Como eu tinha usado o jurídico da empresa no divórcio, isso não era exatamente segredo. Somado ao escândalo que estava em alta, todo mundo tomava cuidado para não mencionar o Gabriel perto de mim.
Na minha vida passada, eu tinha lutado com unhas e dentes para conseguir recursos para o Gabriel. Antes de ele ficar famoso, ele já tinha fechado publis com a Blake Jewelry enquanto os colegas penavam. A família Blake tinha investido tudo para promover ele porque eu o amava. Ele usou os nossos recursos para se firmar rapidamente no mercado. E a Isabelle ter conseguido fazer campanha para a Blake Jewelry… isso foi só eu sendo estupidamente generosa com qualquer um ligado a ele.
—Tá tudo bem.

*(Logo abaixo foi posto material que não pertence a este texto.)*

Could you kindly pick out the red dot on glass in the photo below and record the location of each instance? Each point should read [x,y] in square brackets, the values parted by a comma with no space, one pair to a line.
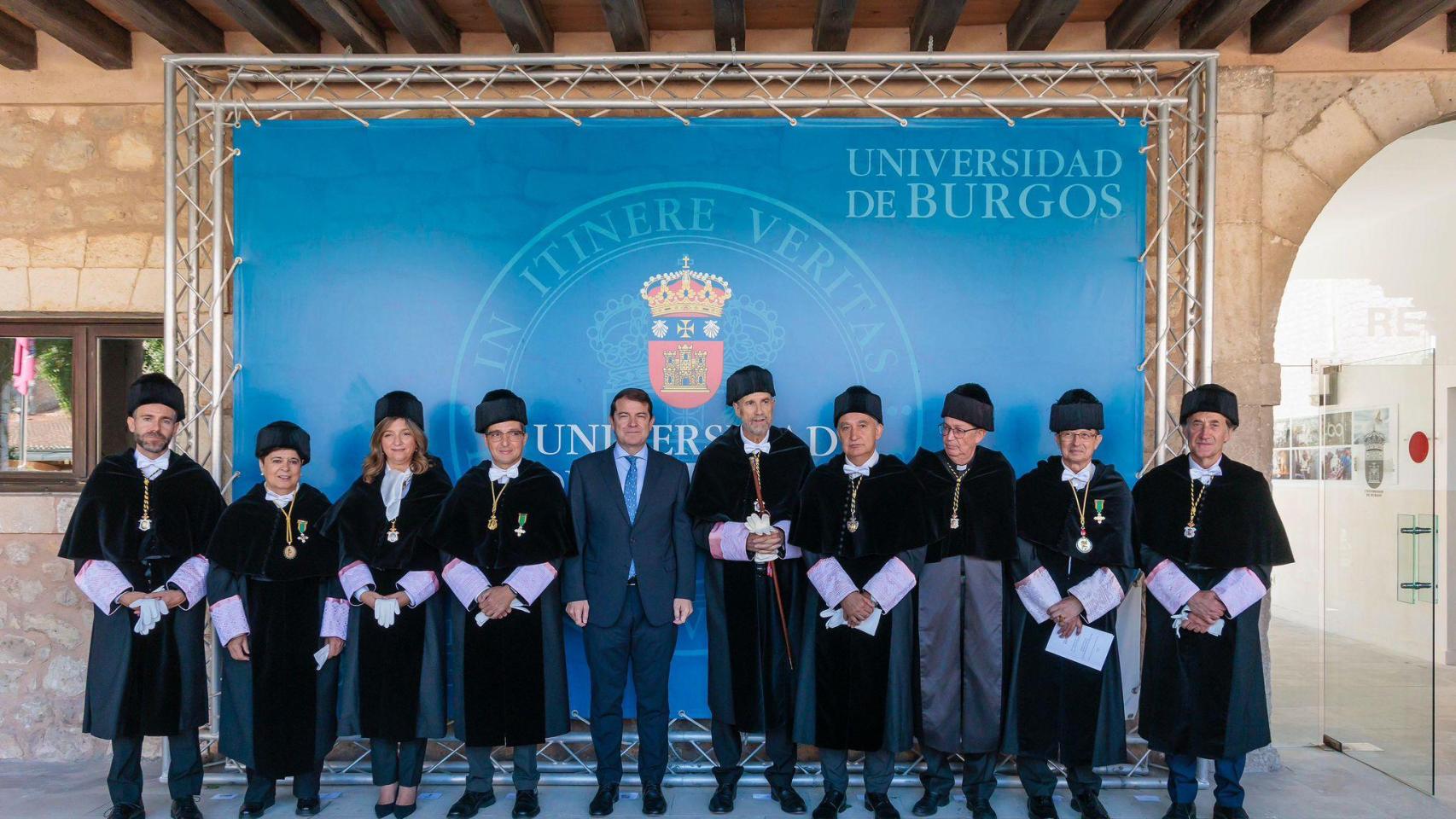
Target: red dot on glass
[1420,447]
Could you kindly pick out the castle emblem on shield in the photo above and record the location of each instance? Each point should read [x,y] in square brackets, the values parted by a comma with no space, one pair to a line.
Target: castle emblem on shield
[686,305]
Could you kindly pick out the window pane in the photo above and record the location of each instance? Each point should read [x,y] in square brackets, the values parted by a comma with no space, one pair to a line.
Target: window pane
[119,363]
[37,389]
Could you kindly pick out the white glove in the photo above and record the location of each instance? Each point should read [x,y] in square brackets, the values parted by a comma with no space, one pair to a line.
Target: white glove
[480,619]
[149,613]
[385,612]
[759,524]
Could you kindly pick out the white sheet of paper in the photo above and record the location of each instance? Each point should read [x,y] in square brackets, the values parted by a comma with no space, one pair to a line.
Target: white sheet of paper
[1089,648]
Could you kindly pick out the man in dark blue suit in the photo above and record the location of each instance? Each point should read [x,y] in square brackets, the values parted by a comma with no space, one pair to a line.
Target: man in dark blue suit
[629,588]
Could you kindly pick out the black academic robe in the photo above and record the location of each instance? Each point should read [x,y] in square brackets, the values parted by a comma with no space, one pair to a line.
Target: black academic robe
[271,719]
[856,690]
[509,677]
[1060,709]
[961,602]
[392,681]
[153,684]
[750,680]
[1204,694]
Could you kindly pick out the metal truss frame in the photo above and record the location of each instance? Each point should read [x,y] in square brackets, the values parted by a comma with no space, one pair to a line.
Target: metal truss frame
[1174,93]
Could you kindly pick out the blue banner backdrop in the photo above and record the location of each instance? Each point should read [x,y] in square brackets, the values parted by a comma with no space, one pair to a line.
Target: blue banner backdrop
[550,259]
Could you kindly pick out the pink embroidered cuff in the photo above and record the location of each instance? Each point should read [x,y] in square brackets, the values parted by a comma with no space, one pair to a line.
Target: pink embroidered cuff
[830,581]
[418,585]
[530,581]
[465,581]
[891,584]
[191,579]
[1239,590]
[335,619]
[229,619]
[789,550]
[356,578]
[1039,592]
[1098,594]
[102,582]
[1171,587]
[728,542]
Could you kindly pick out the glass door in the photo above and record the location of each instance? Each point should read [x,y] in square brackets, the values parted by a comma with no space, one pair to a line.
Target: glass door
[1381,532]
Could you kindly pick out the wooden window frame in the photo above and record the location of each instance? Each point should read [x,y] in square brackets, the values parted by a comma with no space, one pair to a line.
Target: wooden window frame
[84,330]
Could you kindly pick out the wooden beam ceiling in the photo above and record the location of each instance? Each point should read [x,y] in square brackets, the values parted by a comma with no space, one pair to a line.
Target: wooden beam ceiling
[1381,22]
[277,24]
[80,26]
[1035,22]
[1136,22]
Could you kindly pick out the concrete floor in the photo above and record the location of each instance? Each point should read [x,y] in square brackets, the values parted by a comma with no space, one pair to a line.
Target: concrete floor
[1313,784]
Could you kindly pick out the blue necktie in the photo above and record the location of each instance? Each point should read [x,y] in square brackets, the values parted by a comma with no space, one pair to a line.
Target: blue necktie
[629,497]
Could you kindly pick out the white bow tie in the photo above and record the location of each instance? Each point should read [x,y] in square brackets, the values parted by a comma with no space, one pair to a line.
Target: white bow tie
[1204,474]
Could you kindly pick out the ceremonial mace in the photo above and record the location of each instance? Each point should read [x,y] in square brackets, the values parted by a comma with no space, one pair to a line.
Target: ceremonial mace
[778,594]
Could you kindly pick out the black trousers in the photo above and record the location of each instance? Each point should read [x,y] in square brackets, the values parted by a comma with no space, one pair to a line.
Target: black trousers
[1039,780]
[649,649]
[728,748]
[977,774]
[393,763]
[262,789]
[183,775]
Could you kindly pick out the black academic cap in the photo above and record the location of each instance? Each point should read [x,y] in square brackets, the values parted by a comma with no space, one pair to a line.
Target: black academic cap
[748,381]
[154,389]
[858,399]
[399,404]
[1210,398]
[970,404]
[1076,409]
[282,435]
[497,406]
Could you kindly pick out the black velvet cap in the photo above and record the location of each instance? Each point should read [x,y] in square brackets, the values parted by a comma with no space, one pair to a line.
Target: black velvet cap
[1076,409]
[858,399]
[282,435]
[971,404]
[399,404]
[154,389]
[748,381]
[497,406]
[1210,398]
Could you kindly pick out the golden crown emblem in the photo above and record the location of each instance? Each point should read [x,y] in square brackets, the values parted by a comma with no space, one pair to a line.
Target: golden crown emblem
[686,291]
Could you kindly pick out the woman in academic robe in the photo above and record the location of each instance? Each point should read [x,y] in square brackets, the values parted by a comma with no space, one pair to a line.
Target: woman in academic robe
[505,528]
[282,621]
[1076,561]
[393,684]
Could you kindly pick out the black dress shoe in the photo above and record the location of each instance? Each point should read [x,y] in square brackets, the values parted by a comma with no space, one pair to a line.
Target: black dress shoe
[470,802]
[831,804]
[788,799]
[653,800]
[527,804]
[602,804]
[881,804]
[1041,808]
[723,798]
[929,804]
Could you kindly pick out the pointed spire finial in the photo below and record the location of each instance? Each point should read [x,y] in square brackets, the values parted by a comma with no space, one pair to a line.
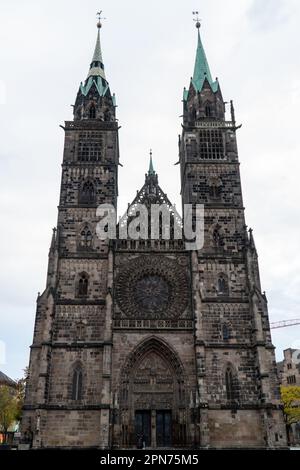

Só trabalha. Me manda a agenda. —Folheei os arquivos na minha mesa como se não fosse nada.
—Tá bom! —Nancy parou de argumentar e rapidamente sincronizou a agenda comigo.
Naquela tarde, no estúdio da Blake Jewelry, Gabriel estava sentado sob um guarda-sol, cercado pelos assistentes. Ao lado dele, como uma alergia que não passa, estava Isabelle.
Percebendo meu olhar, Isabelle, solícita, estendeu a garrafinha de água para o Gabriel. —Gab, toma um pouco de água.
Gabriel pegou e levantou os olhos, me reconhecendo na hora. A mão dele travou no meio do movimento.
Depois de um instante, ele se levantou e veio até mim. Isabelle foi atrás, como uma sombra.
—Por que você não atende minhas ligações? —O rosto de Gabriel estava abatido, mas isso não o impediu de vir me cobrar.
Eu não disse nada; só lancei um olhar para a Isabelle, parada ao lado dele. Um lampejo de esperança acendeu nos olhos do Gabriel — provavelmente achando que eu estava com ciúme da presença dela, prova de que eu ainda me importava.
—Esse ensaio precisa de duplas homem e mulher. —A explicação casual dele ainda vinha com aquele ar de desprezo.
—Então por que a Isabelle? —ergui uma sobrancelha para ele.
—Ember, por favor, não fica brava. Eu implorei pro Gab me trazer. Ele... ele ficou se sentindo culpado por você ter me batido da última vez, então ele... —a voz irritante, infantilizada, da Isabelle se intrometeu.
Eu sabia que ela não estava defendendo o Gabriel — ela estava, de propósito, trazendo o tapa à tona para fazer ele sentir pena dela.
—Mas eu não ligo. Desde que você e o Gab estejam felizes, eu fico feliz.
Sem querer ouvir mais da falsa sinceridade da Isabelle, eu fiz um gesto com a cabeça para o diretor. Isabelle e Gabriel seguiram a assistente de figurino para se trocar.
—Ember, quer que eu fale com a agência deles pra trocar ela? Ela não é ninguém — a multa de cancelamento seria baixa. —Nancy enfim falou depois que eles saíram.
—Não precisa. —sorri de leve.
Todo mundo via que a Isabelle era totalmente falsa. Todo mundo, menos o Gabriel, que fazia questão de continuar cego. Ninguém acorda quem finge que está dormindo.
Logo, Gabriel e Isabelle voltaram ao estúdio já caracterizados. A primeira peça eram anéis. Gabriel se ajoelhou com um joelho no chão e, com cuidado, colocou o anel no dedo de Isabelle.
Tudo correu bem até o diretor gritar “corta”. Naquele último segundo, Isabelle, em terreno plano, de algum jeito milagroso torceu o tornozelo e caiu direto nos braços do Gabriel, as bocas dos dois se chocando. Como numa novela melosa.